In the case of aids there are reasonable arguments about the balance between privacy and public health. But in the case of an epidemic transmitted not by intercourse but by breathing, laws fashioned in response to HIV could prove disastrous. Most state health departments are barred from sharing data about an individual's HIV status with other states or with state law enforcement. And yet such information could be crucial if, say, there were an outbreak of smallpox, the most frightening weapon in the bioterrorism arsenal. The smallpox virus no longer exists except in two official repositories and in clandestine laboratories in at least three nations. The virus spreads through the air. You can catch it simply by standing close enough to an infected person to carry on a conversation. The sicker the infected person, the more contagious he or she is. People with compromised immune systems would be acutely vulnerable to both smallpox and the smallpox vaccine, the only means currently available to thwart the disease. They would also spread smallpox far more efficiently than most victims, because they would emit more viral particles with every breath, says Peter Jahrling, chief scientific adviser to the U.S. Army Medical Research Institute for Infectious Diseases at Ft. Detrick, Maryland. "Having a lot of immune-compromised people during a smallpox outbreak will be like pouring kerosene on the fire," he says. And yet thanks to HIV privacy laws and civil liberties statutes, quarantining such people—both for their own protection and everybody else's—would be almost impossible without cumbersome court orders or a declaration of martial law.

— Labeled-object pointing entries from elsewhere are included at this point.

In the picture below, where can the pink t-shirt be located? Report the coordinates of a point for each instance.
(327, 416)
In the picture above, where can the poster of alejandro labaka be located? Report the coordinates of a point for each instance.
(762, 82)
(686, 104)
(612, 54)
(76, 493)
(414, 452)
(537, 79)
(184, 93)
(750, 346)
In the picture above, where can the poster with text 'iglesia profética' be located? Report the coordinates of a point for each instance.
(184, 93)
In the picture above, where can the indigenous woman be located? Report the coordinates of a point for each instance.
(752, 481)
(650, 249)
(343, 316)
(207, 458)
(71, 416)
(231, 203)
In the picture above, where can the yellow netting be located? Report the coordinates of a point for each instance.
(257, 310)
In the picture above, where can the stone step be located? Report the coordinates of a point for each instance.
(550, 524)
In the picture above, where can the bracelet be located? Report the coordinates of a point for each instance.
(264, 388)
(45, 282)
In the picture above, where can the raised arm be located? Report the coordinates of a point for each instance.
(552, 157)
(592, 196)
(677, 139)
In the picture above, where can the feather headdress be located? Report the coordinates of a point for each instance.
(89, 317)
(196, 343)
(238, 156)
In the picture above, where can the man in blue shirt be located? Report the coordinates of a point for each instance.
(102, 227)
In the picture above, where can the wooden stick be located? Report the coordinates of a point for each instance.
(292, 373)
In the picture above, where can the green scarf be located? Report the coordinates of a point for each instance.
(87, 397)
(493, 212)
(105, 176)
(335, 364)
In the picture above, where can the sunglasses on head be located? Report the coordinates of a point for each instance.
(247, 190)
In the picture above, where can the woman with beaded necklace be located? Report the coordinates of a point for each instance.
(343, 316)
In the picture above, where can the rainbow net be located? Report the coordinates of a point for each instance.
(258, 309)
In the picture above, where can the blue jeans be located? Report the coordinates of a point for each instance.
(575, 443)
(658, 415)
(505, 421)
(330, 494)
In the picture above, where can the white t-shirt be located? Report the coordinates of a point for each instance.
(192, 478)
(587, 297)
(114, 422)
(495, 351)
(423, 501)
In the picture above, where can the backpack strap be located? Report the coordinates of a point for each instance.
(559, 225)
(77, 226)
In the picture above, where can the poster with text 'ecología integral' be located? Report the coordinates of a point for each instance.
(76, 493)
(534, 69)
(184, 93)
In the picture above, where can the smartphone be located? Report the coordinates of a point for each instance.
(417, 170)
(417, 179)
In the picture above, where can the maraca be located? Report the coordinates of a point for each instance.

This isn't to say we should repeal all HIV privacy laws, which, after all, reflect a genuine concern about discrimination. But it does mean that the law should give public health officials authority to exercise extraordinary powers during times of crisis—and that officials at all levels should know what authority they have and when to use it. If we don't, says Terry O'Brien, former assistant state's attorney general of Minnesota, America may well experience real-life versions of the horrifying simulations in Colorado and Oklahoma City. "Either everyone will be frozen with fear and [be] unable to act," he says, "or we are going to overreact and start shooting people on the basis of mere suspicions." Most of us have no memory of a time when epidemics like the 1918 influenza outbreak killed indiscriminately. Here's hoping we don't have to experience a real outbreak before we realize that when it comes to public health, temporarily sacrificing a little liberty may be the price for staying alive.
This article originally ran in the October 29, 2001 issue of the magazine.